Question

find the equation of the line that is perpendicular to y = 4x + 5 and contains the point (8,-4). y = -\frac{?}{?}x + square

Explanation:

Step1: Find the slope of the perpendicular line

The slope of the given line \( y = 4x + 5 \) is \( m_1 = 4 \). For two perpendicular lines, the product of their slopes is \( -1 \), i.e., \( m_1 \times m_2=-1 \). Let the slope of the perpendicular line be \( m_2 \). So, \( 4\times m_2=-1 \), which gives \( m_2 = -\frac{1}{4} \). In the form \( y = -\frac{a}{b}x + c \), comparing with \( m_2 = -\frac{1}{4} \), we have \( a = 1 \) and \( b = 4 \).

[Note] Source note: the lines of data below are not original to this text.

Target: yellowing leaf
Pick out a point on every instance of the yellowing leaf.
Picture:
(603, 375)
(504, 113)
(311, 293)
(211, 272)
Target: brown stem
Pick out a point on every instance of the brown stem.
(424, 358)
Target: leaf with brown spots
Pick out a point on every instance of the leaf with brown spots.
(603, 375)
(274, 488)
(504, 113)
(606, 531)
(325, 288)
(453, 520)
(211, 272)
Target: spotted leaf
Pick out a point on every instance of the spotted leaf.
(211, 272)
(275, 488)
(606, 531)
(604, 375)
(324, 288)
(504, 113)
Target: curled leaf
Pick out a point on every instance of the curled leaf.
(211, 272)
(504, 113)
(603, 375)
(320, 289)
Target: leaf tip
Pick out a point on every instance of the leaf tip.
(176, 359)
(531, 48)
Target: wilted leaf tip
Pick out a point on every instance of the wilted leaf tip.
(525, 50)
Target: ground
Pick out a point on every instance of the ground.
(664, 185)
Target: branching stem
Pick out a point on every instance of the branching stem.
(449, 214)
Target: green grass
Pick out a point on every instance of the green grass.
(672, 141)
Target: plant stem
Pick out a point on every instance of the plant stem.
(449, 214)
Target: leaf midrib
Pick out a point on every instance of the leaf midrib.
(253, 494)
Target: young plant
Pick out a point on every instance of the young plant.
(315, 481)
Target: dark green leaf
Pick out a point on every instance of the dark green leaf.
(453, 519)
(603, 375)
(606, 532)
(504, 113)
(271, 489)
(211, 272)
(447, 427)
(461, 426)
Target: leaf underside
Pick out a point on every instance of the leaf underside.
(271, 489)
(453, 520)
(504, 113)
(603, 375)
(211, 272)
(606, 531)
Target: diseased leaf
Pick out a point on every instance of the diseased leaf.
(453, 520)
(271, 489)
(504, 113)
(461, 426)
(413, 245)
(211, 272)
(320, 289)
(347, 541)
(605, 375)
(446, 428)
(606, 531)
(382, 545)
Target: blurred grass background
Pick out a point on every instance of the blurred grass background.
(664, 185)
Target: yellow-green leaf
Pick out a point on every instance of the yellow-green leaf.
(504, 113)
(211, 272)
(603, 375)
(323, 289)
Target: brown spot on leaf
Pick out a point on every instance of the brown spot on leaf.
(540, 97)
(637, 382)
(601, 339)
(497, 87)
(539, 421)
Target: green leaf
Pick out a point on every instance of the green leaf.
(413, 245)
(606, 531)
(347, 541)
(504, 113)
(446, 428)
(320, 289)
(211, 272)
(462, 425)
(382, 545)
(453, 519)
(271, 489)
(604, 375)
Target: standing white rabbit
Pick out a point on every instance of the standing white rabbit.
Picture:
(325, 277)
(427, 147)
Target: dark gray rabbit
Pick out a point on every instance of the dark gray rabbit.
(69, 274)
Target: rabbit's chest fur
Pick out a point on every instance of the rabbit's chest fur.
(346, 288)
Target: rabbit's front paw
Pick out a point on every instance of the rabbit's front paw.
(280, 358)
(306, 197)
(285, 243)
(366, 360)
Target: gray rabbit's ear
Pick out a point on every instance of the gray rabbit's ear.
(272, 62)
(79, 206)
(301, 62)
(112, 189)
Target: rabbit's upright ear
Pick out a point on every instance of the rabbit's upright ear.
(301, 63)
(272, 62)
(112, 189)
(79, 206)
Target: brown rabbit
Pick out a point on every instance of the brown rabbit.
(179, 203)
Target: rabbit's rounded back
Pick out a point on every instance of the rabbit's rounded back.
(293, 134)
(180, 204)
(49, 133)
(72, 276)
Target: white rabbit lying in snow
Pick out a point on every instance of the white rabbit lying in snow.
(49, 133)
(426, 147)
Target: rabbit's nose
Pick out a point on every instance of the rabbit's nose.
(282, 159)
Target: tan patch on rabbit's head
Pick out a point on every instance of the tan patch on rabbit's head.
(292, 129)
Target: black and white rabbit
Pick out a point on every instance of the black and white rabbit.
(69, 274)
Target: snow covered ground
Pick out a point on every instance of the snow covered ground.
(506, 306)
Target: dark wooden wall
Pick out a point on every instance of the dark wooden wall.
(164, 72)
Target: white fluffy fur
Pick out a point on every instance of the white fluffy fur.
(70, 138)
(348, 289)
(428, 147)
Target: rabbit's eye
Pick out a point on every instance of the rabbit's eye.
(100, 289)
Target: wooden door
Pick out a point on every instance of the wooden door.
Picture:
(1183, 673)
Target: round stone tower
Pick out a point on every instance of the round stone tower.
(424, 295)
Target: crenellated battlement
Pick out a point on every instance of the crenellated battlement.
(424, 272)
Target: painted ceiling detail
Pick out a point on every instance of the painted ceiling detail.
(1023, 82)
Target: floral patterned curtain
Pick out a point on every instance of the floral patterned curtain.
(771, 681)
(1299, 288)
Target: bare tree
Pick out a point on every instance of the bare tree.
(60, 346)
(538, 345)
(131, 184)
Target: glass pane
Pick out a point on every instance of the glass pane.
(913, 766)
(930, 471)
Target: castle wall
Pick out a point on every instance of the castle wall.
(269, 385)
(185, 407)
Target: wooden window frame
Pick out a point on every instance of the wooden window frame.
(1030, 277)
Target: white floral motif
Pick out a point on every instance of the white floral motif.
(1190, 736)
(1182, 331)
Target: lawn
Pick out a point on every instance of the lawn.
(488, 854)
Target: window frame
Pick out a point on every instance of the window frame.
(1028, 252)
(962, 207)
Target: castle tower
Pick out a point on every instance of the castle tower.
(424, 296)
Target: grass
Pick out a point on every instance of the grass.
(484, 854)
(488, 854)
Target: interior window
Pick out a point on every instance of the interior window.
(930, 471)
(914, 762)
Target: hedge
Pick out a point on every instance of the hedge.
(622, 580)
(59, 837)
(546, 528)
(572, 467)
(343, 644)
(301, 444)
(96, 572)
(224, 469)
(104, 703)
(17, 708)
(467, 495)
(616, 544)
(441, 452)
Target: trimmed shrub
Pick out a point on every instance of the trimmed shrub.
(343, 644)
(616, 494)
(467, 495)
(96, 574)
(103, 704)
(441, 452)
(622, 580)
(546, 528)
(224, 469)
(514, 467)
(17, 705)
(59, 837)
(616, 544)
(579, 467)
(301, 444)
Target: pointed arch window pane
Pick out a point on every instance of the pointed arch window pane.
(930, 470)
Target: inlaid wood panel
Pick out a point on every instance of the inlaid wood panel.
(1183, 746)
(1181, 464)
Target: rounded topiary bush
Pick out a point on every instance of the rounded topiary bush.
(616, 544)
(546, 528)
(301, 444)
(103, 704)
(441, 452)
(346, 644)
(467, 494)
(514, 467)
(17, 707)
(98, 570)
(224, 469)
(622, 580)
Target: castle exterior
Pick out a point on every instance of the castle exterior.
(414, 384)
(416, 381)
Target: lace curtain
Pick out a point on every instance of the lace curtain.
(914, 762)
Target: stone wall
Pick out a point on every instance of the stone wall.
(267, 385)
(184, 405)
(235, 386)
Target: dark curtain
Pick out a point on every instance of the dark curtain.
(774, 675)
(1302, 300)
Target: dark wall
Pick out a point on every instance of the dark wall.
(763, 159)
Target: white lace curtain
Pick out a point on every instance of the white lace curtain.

Step2: Find the y - intercept

We know the slope \( m_2=-\frac{1}{4} \) and the line passes through the point \( (8,-4) \). Using the slope - intercept form \( y = mx + c \), substitute \( x = 8 \), \( y=-4 \) and \( m = -\frac{1}{4} \) into it:
\( -4=-\frac{1}{4}\times8 + c \)
First, calculate \( -\frac{1}{4}\times8=-2 \). Then the equation becomes \( -4=-2 + c \).
To solve for \( c \), add 2 to both sides: \( c=-4 + 2=-2 \).

Answer:

In the equation \( y = -\frac{\boldsymbol{1}}{\boldsymbol{4}}x+\boldsymbol{(-2)} \) (or \( y = -\frac{1}{4}x - 2 \)), the numerator of the fraction is \( 1 \), the denominator is \( 4 \), and the constant term is \( - 2 \). So the filled - in form is \( y = -\frac{\boldsymbol{1}}{4}x+\boldsymbol{(-2)} \) (or \( y = -\frac{1}{4}x - 2 \)).